A class of Nio shareholders are suing the car manufacturer for allegedly lying about building its own factory in Shanghai as it was gearing up to go public in the U.S. in 2018.
A U.S. judge has ruled that Nio investors can proceed as a class in a lawsuit seeking damages from the car manufacturer as well as its executives and underwriters due to the decline in share price that occurred in March 2019 when Nio canned its Shanghai factory plants. This announcement came as a shock and was made despite Nio asserting that the factory was already “under construction” at the time of its IPO.

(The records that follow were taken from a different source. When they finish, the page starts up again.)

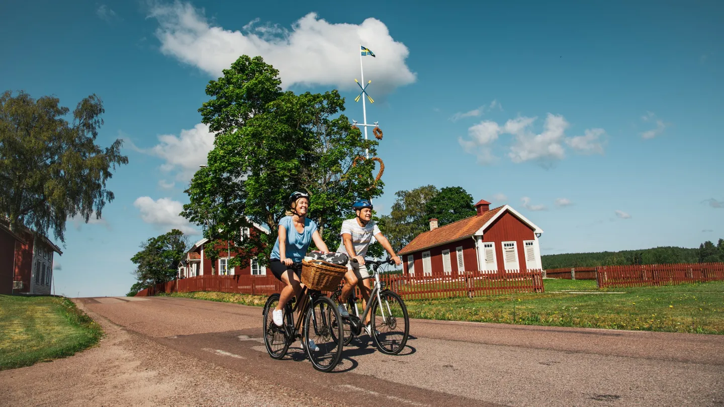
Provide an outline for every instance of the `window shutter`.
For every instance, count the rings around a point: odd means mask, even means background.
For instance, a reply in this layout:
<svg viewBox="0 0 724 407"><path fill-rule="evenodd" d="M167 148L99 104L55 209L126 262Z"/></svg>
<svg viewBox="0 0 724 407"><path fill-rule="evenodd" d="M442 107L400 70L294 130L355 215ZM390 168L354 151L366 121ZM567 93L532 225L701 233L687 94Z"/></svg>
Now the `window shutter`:
<svg viewBox="0 0 724 407"><path fill-rule="evenodd" d="M442 251L442 271L446 274L452 272L452 266L450 265L450 251L449 249Z"/></svg>
<svg viewBox="0 0 724 407"><path fill-rule="evenodd" d="M463 246L455 248L455 252L458 254L458 272L463 272L465 270L465 261L463 259Z"/></svg>
<svg viewBox="0 0 724 407"><path fill-rule="evenodd" d="M432 261L430 260L430 252L422 252L422 272L426 274L432 274Z"/></svg>

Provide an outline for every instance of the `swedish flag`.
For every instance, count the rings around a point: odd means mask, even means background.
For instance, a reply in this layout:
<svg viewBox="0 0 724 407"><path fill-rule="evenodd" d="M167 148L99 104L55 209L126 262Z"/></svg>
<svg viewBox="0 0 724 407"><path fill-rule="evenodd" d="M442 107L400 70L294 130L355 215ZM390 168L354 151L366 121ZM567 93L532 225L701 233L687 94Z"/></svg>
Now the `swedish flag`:
<svg viewBox="0 0 724 407"><path fill-rule="evenodd" d="M365 46L360 46L360 48L362 49L361 49L362 50L362 56L366 56L367 55L371 55L373 57L376 58L376 56L374 56L374 53L372 52L371 51L370 51L369 48L365 47Z"/></svg>

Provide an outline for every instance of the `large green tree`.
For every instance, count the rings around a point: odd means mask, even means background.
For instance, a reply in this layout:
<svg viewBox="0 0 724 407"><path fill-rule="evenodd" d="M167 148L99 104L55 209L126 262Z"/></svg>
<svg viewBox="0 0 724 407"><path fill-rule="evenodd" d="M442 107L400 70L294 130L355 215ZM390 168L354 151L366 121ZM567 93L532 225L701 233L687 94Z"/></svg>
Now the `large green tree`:
<svg viewBox="0 0 724 407"><path fill-rule="evenodd" d="M437 218L442 226L476 214L473 196L462 187L446 187L425 204L428 219Z"/></svg>
<svg viewBox="0 0 724 407"><path fill-rule="evenodd" d="M383 233L395 251L400 251L416 236L430 230L426 206L439 191L434 185L424 185L395 193L397 200L389 215L380 217Z"/></svg>
<svg viewBox="0 0 724 407"><path fill-rule="evenodd" d="M59 103L25 92L0 95L0 214L11 229L52 230L64 242L68 218L101 218L114 198L106 181L128 158L120 139L108 148L96 144L104 112L98 96L80 101L70 117Z"/></svg>
<svg viewBox="0 0 724 407"><path fill-rule="evenodd" d="M177 229L143 242L141 250L131 257L136 264L133 274L138 280L132 290L173 280L188 247L187 237Z"/></svg>
<svg viewBox="0 0 724 407"><path fill-rule="evenodd" d="M342 221L358 198L382 193L374 183L374 162L359 159L374 140L366 140L343 114L337 91L297 95L282 92L279 72L260 56L240 56L224 76L211 80L213 98L199 112L216 132L208 167L196 172L182 214L204 227L204 236L229 240L266 264L277 238L287 198L294 190L312 196L308 217L330 248ZM357 161L355 160L357 159ZM266 225L269 235L242 238L251 222ZM248 258L237 256L243 266Z"/></svg>

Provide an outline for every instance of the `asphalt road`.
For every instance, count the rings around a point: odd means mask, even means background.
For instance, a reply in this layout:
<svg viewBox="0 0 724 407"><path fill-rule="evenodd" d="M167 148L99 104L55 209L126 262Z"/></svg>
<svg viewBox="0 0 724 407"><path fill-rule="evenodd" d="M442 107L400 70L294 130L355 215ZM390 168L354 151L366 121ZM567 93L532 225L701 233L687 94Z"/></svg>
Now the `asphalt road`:
<svg viewBox="0 0 724 407"><path fill-rule="evenodd" d="M366 336L334 373L299 343L268 356L261 309L169 297L80 298L188 358L352 406L724 406L724 336L413 319L402 354Z"/></svg>

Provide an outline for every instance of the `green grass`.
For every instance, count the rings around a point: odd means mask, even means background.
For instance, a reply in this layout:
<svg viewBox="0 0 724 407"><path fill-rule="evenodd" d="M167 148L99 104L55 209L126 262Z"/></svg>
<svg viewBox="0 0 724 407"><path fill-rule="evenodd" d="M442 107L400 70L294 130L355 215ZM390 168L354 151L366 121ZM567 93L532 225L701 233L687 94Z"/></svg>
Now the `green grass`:
<svg viewBox="0 0 724 407"><path fill-rule="evenodd" d="M70 356L102 335L67 298L0 295L0 370Z"/></svg>
<svg viewBox="0 0 724 407"><path fill-rule="evenodd" d="M724 282L607 290L598 290L594 280L543 282L543 293L405 302L411 318L724 334ZM255 306L266 301L266 295L226 293L170 295Z"/></svg>
<svg viewBox="0 0 724 407"><path fill-rule="evenodd" d="M544 285L544 293L405 303L411 317L427 319L724 334L724 282L601 290L595 280Z"/></svg>

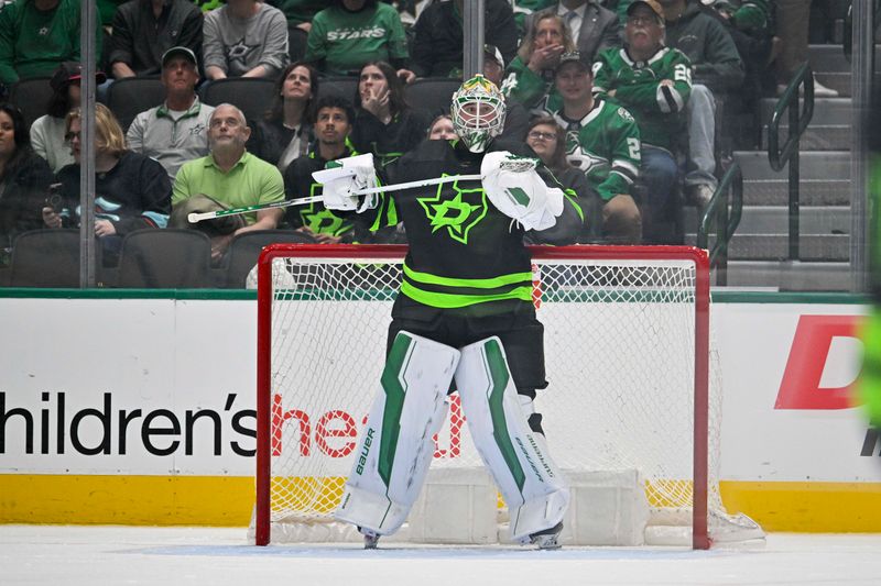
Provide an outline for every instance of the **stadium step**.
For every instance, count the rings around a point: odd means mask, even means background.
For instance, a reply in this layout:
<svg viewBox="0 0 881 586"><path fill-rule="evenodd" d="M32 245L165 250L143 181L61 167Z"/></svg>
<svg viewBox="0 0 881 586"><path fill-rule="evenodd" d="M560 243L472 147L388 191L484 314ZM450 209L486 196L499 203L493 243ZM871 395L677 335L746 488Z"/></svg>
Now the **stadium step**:
<svg viewBox="0 0 881 586"><path fill-rule="evenodd" d="M737 261L728 263L727 287L781 291L848 291L848 263Z"/></svg>
<svg viewBox="0 0 881 586"><path fill-rule="evenodd" d="M768 122L774 113L776 100L765 98L761 102L762 148L768 148ZM781 124L781 145L786 141L788 114L784 113ZM852 117L850 98L817 98L814 100L814 115L802 135L801 148L805 151L846 151L850 148L850 126Z"/></svg>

While the defendants have denied the allegations, U.S. District Judge Nicholas Garaufis issued an order to certify the class of investors who purchased Nio shares in the September 2018 IPO as well as a class of investors who purchased shares between October 8, 2018 and March 5, 2019.
Read: Nio Wants Fair Treatment In The U.S. To Sell Its EVs
Reuters notes that investors believed Nio’s planned factory in Shanghai would alleviate its reliance on a Chinese state-owned manufacturer that some had viewed as “third tier.” Citing former employees, the lawsuit alleges that construction at the factory never started due to the lack of necessary construction permits. It is also alleged that underwriters including Morgan Stanley and Goldman Sachs did not properly vet the EV maker’s statements.
Nio’s share price fell approximately 30% when it announced that plans for the Shanghai factory had been scrapped in March 2019.
While U.S. District Judge Nicholas Garaufis has said the lawsuit can proceed as a class, Reuters reports that securities class actions like this rarely go to trial and that they typically result in a settlement.